Making the moves
Philip Crosthwaite has an interiors business in south Norfolk and also organises a monthly antiques fair in Hingham, mid-Norfolk, as well as triannual antiques fairs run under his NASADA (Norfolk & Suffolk Antique Dealers Association) banner.
All are cancelled in lockdown but Crosthwaite’s business, Cloverleaf Home Interiors, is doing cracking business selling on assorted antiques websites.
He said: “We haven’t run a fair since last March, although I’m thinking maybe of a May date. But we have been working flat out online in the business, selling largely furniture – things like refectory tables which I am putting into storage for customers relocating up here from the Home Counties.”
No halt to Holt
Back in 2014 this column ran a series of pieces on people who had changed the course of their lives by entering the trade.

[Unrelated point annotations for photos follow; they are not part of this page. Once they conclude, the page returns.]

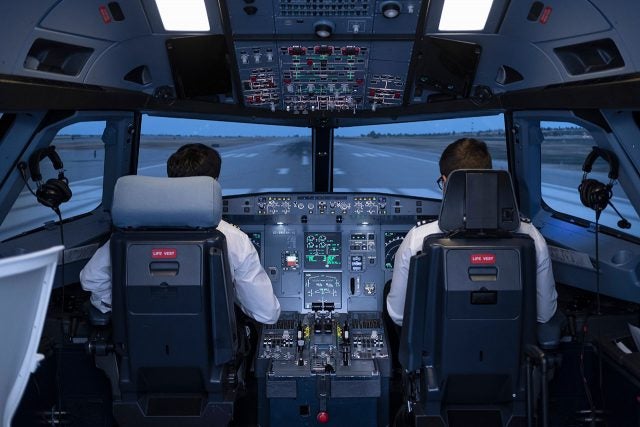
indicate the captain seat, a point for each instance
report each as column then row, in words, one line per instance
column 470, row 310
column 174, row 326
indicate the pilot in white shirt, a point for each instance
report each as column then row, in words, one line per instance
column 412, row 243
column 253, row 290
column 468, row 153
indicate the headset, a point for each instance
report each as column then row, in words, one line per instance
column 593, row 193
column 55, row 191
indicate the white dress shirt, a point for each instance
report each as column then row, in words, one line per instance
column 252, row 286
column 545, row 284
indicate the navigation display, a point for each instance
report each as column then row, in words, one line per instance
column 322, row 251
column 322, row 287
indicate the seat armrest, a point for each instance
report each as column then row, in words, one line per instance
column 549, row 333
column 98, row 318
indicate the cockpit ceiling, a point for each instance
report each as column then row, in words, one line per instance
column 300, row 57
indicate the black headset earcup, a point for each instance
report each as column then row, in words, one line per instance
column 594, row 194
column 53, row 193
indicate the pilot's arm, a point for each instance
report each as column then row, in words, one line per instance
column 254, row 292
column 410, row 246
column 95, row 277
column 546, row 294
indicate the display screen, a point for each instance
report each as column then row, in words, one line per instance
column 322, row 287
column 322, row 251
column 256, row 239
column 392, row 241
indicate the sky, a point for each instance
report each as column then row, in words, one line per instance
column 174, row 126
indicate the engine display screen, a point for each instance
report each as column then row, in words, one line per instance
column 322, row 251
column 322, row 287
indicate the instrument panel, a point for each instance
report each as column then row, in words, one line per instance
column 335, row 249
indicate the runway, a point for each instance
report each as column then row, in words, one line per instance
column 282, row 165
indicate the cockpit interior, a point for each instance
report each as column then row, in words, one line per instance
column 330, row 118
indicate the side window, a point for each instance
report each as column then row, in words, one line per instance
column 564, row 148
column 81, row 150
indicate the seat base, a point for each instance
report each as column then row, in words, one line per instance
column 171, row 411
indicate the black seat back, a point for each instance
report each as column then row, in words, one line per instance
column 173, row 313
column 470, row 308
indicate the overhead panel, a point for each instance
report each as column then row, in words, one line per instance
column 315, row 57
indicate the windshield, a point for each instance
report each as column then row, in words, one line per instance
column 403, row 158
column 255, row 158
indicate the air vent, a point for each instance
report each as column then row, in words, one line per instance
column 507, row 75
column 56, row 57
column 116, row 11
column 591, row 57
column 140, row 75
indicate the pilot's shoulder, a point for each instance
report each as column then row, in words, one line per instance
column 425, row 222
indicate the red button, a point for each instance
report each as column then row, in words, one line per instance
column 322, row 417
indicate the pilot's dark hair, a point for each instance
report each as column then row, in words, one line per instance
column 465, row 153
column 194, row 160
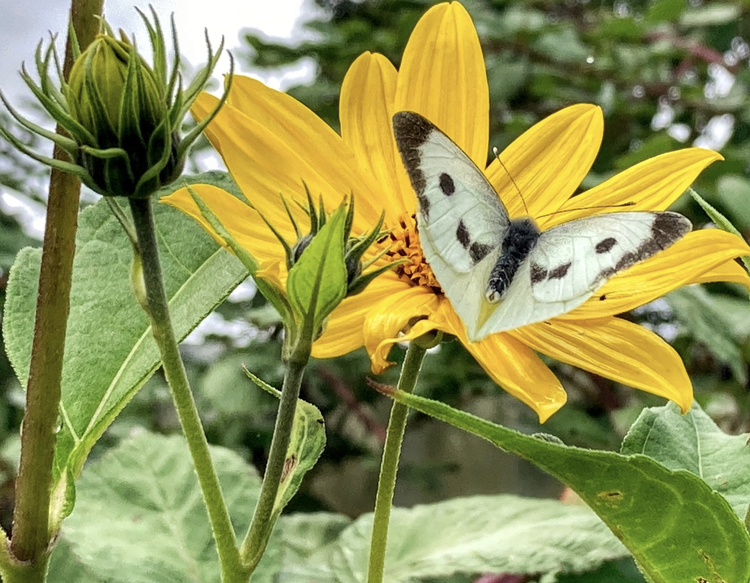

Robin Dunkley was one. In 2010 he gave up a career in corporate banking and took both courage and redundancy to launch Holt Antique Furniture in north Norfolk. It was a success from the start.
Dunkley said: “My business has grown through sheer dogged determination with online growing year on year too. This has resulted in me taking over larger premises at Little Walsingham in north Norfolk.
“The online offering has been a great success due to daily website updates, constant acquisition of new quality stock within a specified dateline, email newsletters, high-quality images, full details of each item, size, provenance (if available) and condition reports. Social media has been pushed along all available channels. Key is keeping buyers constantly updated during their buying journey/experience from end to end. I export worldwide as far as Australia, US, Japan, New Zealand, Europe and Asia from my site.”
Dunkley, who sells oak and country furniture from the 16th to the 19th centuries plus fine art and decorative period pieces, added: “All things continue to sell well.”
After retiring from the pub trade, husband and wife team Henrietta Lewis and Alan Knight, both keen antique and vintage collectors, opened an antiques centre in 2019 in the pretty Norfolk town of Diss, close to TW Gaze, the auction house.
Despite successive lockdowns the couple are expanding their business. With the help of a Covid-19 business support grant, they are opening another centre and launching an antiques fair with their business partners, Wendy and Alf Faulkner, when government legislation allows.
Both ventures are at Stonham Barns Park, a 115-acre holiday site near Stowmarket in Suffolk.
Knight said: “The new 3000 sq ft centre is called Aspal Antiques and will sell antique, vintage and retro pieces including architectural salvage that reflect the interests of the four owners of both businesses. Cabinets are available to rent at £65 a week.”
Knight added: “Our antiques and vintage traders fair will run on the second Monday of the month at the Mid and West Suffolk Showground at Stonham Barns Park and we’re hoping to launch this on Monday, April 12, subject to Covid restrictions.”
If you are a collector of antiquarian cookery books or a Bake Off fan or both, then The Book Of Ices, published in 1885 by Marshall’s School of Cookery in London, might be for you.
The book is priced at £90 from PBFA member John Underwood who is based in rural south Norfolk. Talking about lockdown, he said: “We tend to sell from our previous online listings on the PBFA website, as customers trawl through our stock than from their live online fairs, and are still making good sales to our regular trade customers and gained more customers through our Instagram presence.
“We tend to see our website as a showcase rather than a selling site, directing customers to our new listings. We have been buying quite well and building up quality stock against future fairs.”